Closed erkannt closed 9 months ago
Error message of failed main.yml
GH Action run indicates that our EC2 node has run out of space. As I can't access the node via SSH I will attemp to recreate the node using the ijm-infra
repo. Previously this caused an IP to change which we needed to then specify via GH Action secrets so that the deploy pipeline of this repo could succeed (see #160).
The culprit of the space issue is the overlay2
folder of docker (/var/lib/docker/overlay2
).
Investigating root cause:
Identify which folders are consuming space in overlay2:
du -s /var/lib/docker/overlay2/*/diff |sort -n -r # identify critical folder(s)

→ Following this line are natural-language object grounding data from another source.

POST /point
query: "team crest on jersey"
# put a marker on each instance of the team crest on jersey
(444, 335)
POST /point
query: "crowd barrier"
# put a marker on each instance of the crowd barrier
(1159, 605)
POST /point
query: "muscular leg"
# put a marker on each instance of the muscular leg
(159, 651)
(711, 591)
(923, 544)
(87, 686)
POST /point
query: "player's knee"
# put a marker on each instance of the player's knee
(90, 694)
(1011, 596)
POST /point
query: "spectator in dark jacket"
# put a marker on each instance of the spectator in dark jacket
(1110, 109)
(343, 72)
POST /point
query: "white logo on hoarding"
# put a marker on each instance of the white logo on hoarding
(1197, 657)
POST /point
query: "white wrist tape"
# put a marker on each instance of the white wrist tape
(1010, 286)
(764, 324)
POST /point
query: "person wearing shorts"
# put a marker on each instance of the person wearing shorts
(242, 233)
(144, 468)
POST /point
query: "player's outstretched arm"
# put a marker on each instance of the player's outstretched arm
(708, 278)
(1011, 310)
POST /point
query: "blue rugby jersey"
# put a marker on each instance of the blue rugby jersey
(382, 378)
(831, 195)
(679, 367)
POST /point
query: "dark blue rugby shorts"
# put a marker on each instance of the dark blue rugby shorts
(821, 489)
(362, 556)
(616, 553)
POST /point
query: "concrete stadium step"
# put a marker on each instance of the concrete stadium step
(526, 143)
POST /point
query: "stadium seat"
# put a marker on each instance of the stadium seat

Find the correspondig docker container:
docker inspect $(docker container ls -q) | grep PART-OF-OFFENDING-FOLDER-NAME -B 300 -A 300 | less
Find out which folders where added or changed since container creation:
docker diff ijm-prod_journal_1 | grep '^A\|^C' | cut -f 2 -d " " | sort
Looking at the output of docker exec -it ijm-prod_journal_1 sh -c 'du -sh /app/var/*'
we should probably keep an eye on the size of the cache. Given the fact that I found a 2GB log file floating around on the server that looks like it was created by the application the logs folder also needs watching.
109M /app/var/cache
576K /app/var/logs
After a deploy the fresh container's var
dir is a decent chunk smaller:
25M /app/var/cache
36K /app/var/logs
Closing as we have mitigated the issue and now have ways to resolve this more quickly in the future:
docker system prune -a
or recreate journal using deploy.sh
in /home/ec2-user/ijm-prod
Currently the node disk is at 50% with 8.6G free space. Assets are currently 2.5G, the containers and images in a clean state seem to consume 3.7G.
/cc @BlueReZZ @pbronka
Thank you! @erkannt and @BlueReZZ for looking into this and fixing the problem, we're all very happy that the website works well again
Hi @erkannt , I'm going to re-open this issue because I tried making a very small change fixing a typo in an article and the CI tests have failed. Do you have any thoughts on what might be going on here https://github.com/microsimulation/ijm/actions/runs/7151707128/job/19476285635 ?
The pipeline is failing due to an unrelated issue. There is a failing feature test. I have created a new ticket (#204) in favour of polluting this one.
Refs: #200